ANGIE DOOLEY has resigned from being MEMBERSHIP SECRETARY and this is now being dealt with by MIKE WHEADON, who should be contacted for any matters which Angie used to deal with.




At the A.G.M., the club decided to follow up the suggestion I made and to form a team to produce the B.B. in the future.  Between now and the end of the year, this team will be getting itself set up and will become increasingly involved with producing the B. B. until the January B.B. becomes the first one to be fully produced by teamwork.

Before introducing the members of the team and their jobs one point should be made perfectly clear from the outset.  The idea of forming a team is not to give the present editor a whole lot of assistants. When the team becomes fully set up, the editor will be just one member of it and the team will decide such matters as any change of format or cover etc.  This, then, is where I step down from being a one-man-band (and not before time, I can almost hear you saying!)

Starting with the bloke in the front line - doing one of the most important jobs in the whole team, is ANDY SPARROW whose job it now is to collect enough articles, letters and other contributions from members to keep the B.B. going.  He will try to accumulate a reserve stock, so that if he has to be away for any reason, there is always enough to print the next B.B. Andy will be relying on all members to produce stuff for him and because this job is so important, it might pay to have a closer look at the nuts and bolts of it.

A 20 page sized B.B. needs about 15 pages of its pages to be filled by members.  This is about half a page EVERY DAY, and about 225 words.  It sounds (and is!) quite a job to persuade members to keep this up, but it has been done in the past by a handful of regular writers.  An interesting thought is that on average we get about a new member every fortnight, or 26 a year so if each member wrote a total of 7 pages for the B.B. during the entire course of his or her membership, this would be enough to keep the B.B. going for ever.  If you look at it this way, it is not an awful lot to ask for.  Ask yourself how you are measuring up to this standard. Have you produced your seven pages yet? Have a word with Andy and work something out.

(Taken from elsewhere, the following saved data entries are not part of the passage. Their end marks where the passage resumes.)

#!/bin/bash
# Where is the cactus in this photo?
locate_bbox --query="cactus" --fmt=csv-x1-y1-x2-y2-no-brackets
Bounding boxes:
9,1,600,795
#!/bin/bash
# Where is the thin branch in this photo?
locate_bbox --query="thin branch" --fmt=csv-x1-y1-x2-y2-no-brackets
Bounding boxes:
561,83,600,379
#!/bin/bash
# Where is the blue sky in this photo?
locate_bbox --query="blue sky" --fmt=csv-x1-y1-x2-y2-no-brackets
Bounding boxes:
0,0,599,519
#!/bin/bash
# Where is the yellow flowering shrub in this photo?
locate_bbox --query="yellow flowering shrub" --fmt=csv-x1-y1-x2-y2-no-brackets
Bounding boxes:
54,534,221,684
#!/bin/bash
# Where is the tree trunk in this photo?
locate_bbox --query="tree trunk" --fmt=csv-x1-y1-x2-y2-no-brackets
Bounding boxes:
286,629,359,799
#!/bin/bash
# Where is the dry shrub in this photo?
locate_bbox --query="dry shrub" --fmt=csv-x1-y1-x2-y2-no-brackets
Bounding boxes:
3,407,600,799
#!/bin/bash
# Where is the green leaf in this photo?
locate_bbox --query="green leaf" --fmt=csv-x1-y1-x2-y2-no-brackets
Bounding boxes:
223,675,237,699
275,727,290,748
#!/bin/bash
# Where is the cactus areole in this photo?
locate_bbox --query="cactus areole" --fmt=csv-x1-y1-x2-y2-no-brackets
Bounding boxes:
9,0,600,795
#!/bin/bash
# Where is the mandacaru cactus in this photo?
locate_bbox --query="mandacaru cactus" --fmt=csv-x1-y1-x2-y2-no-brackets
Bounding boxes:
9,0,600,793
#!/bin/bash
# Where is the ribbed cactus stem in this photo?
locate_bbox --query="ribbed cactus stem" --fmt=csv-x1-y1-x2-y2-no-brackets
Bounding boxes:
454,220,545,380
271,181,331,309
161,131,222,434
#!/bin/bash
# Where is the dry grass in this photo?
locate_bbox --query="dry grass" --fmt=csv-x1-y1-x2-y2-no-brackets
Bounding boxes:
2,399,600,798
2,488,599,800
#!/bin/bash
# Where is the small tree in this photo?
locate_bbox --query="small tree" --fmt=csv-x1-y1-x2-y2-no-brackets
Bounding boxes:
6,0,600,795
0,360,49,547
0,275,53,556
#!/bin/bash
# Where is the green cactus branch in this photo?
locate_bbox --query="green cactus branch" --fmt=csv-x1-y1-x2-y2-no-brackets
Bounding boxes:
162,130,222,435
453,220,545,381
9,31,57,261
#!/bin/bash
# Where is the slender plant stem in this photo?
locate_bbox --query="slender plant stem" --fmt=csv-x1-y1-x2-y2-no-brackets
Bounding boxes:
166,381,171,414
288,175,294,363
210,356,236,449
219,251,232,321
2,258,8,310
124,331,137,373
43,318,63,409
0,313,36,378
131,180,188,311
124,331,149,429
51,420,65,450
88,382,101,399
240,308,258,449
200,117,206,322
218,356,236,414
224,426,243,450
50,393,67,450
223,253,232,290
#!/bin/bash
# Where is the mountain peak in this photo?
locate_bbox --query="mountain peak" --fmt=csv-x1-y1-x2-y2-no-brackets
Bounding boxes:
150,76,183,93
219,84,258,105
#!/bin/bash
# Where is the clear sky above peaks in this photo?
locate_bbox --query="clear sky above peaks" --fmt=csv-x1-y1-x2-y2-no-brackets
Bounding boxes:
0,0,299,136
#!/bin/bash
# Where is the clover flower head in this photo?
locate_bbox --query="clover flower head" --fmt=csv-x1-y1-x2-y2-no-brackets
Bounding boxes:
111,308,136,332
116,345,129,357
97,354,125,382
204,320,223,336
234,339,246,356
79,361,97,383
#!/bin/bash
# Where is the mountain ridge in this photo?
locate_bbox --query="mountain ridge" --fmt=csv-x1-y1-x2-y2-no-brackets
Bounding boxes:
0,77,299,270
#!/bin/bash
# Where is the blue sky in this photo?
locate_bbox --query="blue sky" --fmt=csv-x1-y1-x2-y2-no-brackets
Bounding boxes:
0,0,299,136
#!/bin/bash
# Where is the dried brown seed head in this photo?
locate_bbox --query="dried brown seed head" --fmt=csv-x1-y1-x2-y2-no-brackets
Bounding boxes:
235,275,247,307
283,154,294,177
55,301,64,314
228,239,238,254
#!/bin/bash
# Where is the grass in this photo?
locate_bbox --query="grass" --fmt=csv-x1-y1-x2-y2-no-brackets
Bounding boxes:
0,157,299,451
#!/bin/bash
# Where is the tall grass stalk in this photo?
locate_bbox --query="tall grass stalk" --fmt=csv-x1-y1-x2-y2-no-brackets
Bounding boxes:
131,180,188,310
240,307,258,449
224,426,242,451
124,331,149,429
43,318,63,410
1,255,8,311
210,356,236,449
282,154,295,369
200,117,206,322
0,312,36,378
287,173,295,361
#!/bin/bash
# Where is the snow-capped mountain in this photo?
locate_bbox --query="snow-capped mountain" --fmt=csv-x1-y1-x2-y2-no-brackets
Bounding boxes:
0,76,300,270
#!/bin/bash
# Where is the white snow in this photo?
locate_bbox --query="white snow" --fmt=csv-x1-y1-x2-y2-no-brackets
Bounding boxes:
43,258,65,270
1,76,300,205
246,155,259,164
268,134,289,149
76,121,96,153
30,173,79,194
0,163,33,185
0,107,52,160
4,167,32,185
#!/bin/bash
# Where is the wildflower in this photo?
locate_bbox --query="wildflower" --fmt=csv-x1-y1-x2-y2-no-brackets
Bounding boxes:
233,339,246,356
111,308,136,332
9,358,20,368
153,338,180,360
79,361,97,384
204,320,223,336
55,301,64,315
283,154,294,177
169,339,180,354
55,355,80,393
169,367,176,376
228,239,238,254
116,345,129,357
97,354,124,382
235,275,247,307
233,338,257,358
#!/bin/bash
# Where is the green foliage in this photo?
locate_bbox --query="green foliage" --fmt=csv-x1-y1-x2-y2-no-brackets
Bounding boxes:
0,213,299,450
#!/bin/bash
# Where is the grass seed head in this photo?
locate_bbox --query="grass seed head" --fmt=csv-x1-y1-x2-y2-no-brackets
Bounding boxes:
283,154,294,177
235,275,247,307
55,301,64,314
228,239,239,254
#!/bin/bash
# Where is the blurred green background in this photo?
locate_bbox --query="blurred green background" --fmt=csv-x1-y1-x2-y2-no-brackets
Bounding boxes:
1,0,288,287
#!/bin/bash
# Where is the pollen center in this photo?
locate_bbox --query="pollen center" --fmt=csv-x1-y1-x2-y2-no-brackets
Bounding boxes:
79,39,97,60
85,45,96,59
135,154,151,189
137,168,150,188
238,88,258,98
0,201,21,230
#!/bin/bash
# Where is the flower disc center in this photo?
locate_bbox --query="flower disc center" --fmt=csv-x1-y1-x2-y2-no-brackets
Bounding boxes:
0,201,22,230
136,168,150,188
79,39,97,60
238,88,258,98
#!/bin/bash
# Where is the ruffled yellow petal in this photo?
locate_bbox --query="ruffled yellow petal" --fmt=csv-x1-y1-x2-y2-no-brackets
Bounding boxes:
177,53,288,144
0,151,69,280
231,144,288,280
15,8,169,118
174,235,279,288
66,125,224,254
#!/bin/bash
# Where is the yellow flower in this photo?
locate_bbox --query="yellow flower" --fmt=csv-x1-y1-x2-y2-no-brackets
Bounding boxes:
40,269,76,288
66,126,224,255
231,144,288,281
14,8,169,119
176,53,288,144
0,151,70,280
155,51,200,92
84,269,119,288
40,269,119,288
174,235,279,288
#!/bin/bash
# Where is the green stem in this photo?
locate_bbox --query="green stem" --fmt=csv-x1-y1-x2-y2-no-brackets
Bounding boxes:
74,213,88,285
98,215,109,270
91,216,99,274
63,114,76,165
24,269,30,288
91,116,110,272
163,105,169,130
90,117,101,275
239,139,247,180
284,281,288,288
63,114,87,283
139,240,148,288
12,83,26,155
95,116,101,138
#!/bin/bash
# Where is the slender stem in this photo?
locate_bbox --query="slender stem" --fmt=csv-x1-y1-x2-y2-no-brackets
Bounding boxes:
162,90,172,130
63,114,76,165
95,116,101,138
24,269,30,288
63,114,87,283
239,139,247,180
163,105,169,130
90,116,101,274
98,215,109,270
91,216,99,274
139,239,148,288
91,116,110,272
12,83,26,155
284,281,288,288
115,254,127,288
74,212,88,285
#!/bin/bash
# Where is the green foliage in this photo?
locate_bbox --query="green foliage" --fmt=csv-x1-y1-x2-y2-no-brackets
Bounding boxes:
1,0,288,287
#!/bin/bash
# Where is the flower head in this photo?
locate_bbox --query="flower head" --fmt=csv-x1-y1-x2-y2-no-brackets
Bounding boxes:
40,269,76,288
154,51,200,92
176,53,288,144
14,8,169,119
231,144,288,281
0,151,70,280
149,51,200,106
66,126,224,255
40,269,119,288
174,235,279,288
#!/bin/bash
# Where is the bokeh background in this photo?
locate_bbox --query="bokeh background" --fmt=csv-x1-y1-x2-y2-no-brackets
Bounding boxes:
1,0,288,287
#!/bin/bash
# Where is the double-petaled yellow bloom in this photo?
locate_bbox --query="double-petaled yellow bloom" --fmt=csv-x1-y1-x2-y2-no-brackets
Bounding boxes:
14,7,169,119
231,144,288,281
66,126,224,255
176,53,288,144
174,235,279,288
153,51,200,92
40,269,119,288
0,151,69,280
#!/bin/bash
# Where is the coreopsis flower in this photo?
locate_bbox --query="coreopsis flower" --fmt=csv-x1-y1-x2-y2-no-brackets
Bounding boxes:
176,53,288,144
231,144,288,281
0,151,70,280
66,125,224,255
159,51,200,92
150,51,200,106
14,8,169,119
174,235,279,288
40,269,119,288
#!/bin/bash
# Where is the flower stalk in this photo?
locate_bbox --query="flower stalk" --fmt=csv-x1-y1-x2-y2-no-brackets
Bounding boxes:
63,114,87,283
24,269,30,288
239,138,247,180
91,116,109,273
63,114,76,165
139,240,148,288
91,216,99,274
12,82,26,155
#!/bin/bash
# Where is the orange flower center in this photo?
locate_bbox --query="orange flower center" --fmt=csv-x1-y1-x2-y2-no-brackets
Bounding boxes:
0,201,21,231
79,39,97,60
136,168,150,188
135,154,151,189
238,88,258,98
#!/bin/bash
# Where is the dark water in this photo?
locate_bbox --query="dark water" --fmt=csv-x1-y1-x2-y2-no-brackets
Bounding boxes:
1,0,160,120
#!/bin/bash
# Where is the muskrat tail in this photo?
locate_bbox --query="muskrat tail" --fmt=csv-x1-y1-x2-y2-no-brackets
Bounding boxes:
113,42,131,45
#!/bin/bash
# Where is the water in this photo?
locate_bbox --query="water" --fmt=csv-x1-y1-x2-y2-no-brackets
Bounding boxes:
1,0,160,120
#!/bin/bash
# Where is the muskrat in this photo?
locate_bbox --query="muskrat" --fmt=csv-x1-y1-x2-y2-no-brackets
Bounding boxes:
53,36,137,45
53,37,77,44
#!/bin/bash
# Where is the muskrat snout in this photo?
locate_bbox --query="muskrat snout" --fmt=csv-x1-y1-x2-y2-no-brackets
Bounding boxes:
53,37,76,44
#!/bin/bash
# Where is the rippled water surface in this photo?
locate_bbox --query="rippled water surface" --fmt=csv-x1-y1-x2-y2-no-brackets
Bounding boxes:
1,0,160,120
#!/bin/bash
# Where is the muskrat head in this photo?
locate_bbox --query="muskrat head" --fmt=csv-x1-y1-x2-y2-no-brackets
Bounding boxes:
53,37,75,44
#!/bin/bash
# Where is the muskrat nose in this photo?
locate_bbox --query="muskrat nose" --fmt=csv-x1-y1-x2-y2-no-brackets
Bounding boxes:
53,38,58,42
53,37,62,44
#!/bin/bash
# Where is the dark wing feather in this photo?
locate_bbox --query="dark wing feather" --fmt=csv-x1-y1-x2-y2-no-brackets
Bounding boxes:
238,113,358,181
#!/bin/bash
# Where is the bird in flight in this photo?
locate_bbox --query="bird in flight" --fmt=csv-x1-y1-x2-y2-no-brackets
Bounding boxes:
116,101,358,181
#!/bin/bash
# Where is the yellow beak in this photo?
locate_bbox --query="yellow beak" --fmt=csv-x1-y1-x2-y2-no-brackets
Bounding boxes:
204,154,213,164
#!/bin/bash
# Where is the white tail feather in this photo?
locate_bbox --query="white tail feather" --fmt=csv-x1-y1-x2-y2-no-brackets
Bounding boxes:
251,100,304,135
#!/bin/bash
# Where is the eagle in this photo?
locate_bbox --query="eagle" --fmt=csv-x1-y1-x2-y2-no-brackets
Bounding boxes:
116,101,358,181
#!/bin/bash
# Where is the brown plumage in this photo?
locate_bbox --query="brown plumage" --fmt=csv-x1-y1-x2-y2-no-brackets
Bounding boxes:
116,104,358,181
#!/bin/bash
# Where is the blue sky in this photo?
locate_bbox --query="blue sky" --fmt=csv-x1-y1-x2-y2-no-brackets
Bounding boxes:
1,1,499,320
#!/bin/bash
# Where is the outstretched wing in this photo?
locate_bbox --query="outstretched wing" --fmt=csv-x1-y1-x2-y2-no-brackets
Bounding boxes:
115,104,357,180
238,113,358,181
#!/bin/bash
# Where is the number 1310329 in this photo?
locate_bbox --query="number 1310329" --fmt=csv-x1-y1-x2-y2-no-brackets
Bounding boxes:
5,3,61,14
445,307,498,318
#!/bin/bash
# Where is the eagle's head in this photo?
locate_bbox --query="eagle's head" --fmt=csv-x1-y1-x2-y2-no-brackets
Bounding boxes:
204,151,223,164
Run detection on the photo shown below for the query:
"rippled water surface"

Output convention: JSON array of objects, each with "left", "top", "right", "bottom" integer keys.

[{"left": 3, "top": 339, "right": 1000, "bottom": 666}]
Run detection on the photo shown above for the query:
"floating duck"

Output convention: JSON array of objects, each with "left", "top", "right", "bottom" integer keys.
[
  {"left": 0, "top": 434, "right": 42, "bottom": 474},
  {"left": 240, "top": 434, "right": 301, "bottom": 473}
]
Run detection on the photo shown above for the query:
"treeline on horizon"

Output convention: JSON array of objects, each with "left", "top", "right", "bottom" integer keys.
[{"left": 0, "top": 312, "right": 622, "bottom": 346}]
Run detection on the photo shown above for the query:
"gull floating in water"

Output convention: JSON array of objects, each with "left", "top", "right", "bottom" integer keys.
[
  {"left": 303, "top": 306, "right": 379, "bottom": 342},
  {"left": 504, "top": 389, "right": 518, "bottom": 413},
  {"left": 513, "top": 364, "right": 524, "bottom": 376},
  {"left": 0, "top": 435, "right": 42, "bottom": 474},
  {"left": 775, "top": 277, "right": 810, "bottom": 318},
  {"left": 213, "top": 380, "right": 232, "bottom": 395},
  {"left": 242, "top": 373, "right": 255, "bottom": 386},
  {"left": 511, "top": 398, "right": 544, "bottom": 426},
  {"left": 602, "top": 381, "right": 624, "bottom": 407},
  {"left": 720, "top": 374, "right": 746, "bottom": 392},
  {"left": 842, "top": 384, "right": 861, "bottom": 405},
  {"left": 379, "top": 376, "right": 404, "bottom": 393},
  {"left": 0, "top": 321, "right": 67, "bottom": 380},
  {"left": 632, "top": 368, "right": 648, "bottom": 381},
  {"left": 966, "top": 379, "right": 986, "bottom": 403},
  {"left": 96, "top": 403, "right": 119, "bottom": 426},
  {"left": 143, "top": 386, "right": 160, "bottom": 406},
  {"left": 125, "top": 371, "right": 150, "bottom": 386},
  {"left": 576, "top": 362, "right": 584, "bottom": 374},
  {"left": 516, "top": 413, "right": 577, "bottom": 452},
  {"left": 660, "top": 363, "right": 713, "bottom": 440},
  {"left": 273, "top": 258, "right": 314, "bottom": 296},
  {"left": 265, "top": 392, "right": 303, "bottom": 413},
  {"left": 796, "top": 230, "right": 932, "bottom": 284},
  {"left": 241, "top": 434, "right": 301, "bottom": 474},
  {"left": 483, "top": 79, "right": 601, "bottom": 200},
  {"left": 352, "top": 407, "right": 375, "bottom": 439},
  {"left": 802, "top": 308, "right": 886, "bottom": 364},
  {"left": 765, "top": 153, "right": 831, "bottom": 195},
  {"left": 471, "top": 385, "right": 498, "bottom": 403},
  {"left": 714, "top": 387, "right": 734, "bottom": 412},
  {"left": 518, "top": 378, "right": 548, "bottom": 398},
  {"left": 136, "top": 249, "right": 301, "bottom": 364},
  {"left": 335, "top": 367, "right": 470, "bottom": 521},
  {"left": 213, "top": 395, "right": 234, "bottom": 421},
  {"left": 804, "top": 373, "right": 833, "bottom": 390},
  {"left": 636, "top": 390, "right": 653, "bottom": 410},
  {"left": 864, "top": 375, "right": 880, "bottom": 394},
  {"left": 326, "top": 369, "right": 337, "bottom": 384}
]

The next member of the team is BARRIE WILTON who has agreed to look after all the supplies, ranging from paper to small items like non-reproducing pencils.  He will, of course, keep his Treasurer's eye on expenditure.

With supplies of articles and stationery arranged by Andy and Barrie, the actual preparation of the masters will be shared by ALFIE and MIKE WHEADON, who will, between them, be able to cover each other in case of holidays, sickness or absence.

Printing will be done by ALAN KENNETT, assisted where necessary by TONY CORRIGAN with ALFIE as a further back stop.  Collating and folding will still be done by MIKE and PAT PALMER and the postal side will still be done by BRENDA WILTON.

Thus, no less than nine members will shortly be running the B.B. between them.  If this arrangement can be work and stay that way, we should have the B.B. on solid footing for the future.

Whither The Club Dinner?

Perhaps more than the usual crop of grumbles will emerge from this year’s dinner.  Again, perhaps not. To date, the committee have received two letters - one complaining about the food, the service and the general standard of dress and manners and the other saying what a fine dinner it was and how much the writer had enjoyed it.

The committee are very well aware of the fact that the sheer size of the B.E.C. dinner is making any real choice of venue and caterer almost impossible.  In spite of the greatest number of enquiries ever made, ranging over a wide area, months went by without a single taker and the actual venue was only found at a late stage after a long and fruitless search for somewhere - anywhere - to hold it.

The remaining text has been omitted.